Er hatte die erste Wache.
Was immer auch kam, Partho war bereit, das Leben der anderen acht Menschen zu schützen. Seine Waffen lagen in Griffnähe, und am untersten Ast lehnte die lange Lanze. Parthos Gedanken drehten sich um zwei Menschen: um den Sterbenden dort oben in seiner verwüsteten Hütte und um Agrion.
Der Hexer …
Immer wieder hatte Partho auch von reisenden Händlern über ihn gehört. Sie hatten hier haltgemacht und waren mit dem Hexer, der aus seinem Baumhaus herunterstieg, ins Gespräch gekommen. Er zeigte sich erkenntlich, wenn man ihn mit Vorräten, Gebrauchsgegenständen, die das Leben in der Einsamkeit erleichterten, oder anderen Dingen beschenkte, auf die sein Blick begehrlich fiel. Dann sank er zu Boden, versetzte sich selbst in einen Zustand, vor dem sich die Menschen fürchteten. Schaum trat dabei vor seine Lippen, aus den geschlossenen Augen quollen Tränen, und dann begann er mit schriller Stimme prophetische Worte hervorzustoßen.
Sie bezogen sich immer nur auf den Weg.
Ein bis zwei, höchstens drei Tagesreisen weit sah der Hexer. Er sah Hinterhalte und Felsrutsche voraus, Überfälle und Unfälle. Plötzlich kam er wieder zu sich, lachte verlegen und entschuldigend. Er war ein harmloser, liebenswerter Bursche.

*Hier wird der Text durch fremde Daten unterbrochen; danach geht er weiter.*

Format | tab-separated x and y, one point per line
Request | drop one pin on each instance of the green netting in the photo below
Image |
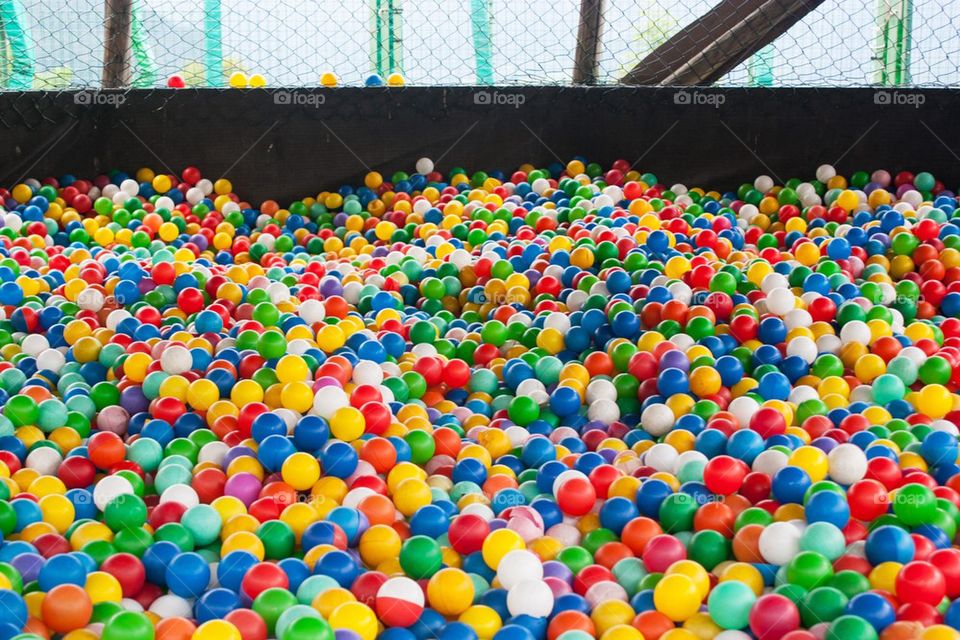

Hauptmann Partho kratzte sich im Nacken und wartete ruhig.
Dragon und die beiden Soldaten schliefen in einem der Zelte. Nabib lag irgendwo im Gras; sein Schnarchen drang leise durch die Dunkelheit. Ada und Amee schliefen im anderen Zelt und Iwa und Agrion im dritten. Die Tiere waren ruhig, Sättel und Packen lagen geordnet vor den Zelten. Ein Stück Holz knackte am Feuer, ein Funken sprang im Bogen aus der Glut und verzischte im Gras. Eine weißschimmernde Mondsichel schwebte zwischen den Baumwipfeln.
Plötzlich richtete er sich halb auf. Er hörte leichte Schritte. Sie kamen von rechts. Er schob ein Bein unter das andere, spannte seine Muskeln und griff nach dem Dolch.
Eine schmale Gestalt glitt zwischen den Zelten hervor in den Schein der Glut. Ein Mädchenkörper leuchtete blutrot auf. Parthos Herz schlug schneller. Amee? dachte er überrascht.
»Partho?« Es war nicht mehr als ein Flüstern.
»Hier!« flüsterte er zurück.
Die Gestalt kam näher. Partho ließ den Dolch los und erkannte Agrion. Er sah ihr entgegen und wartete. Sie kam näher und setzte sich neben ihn auf die Decke.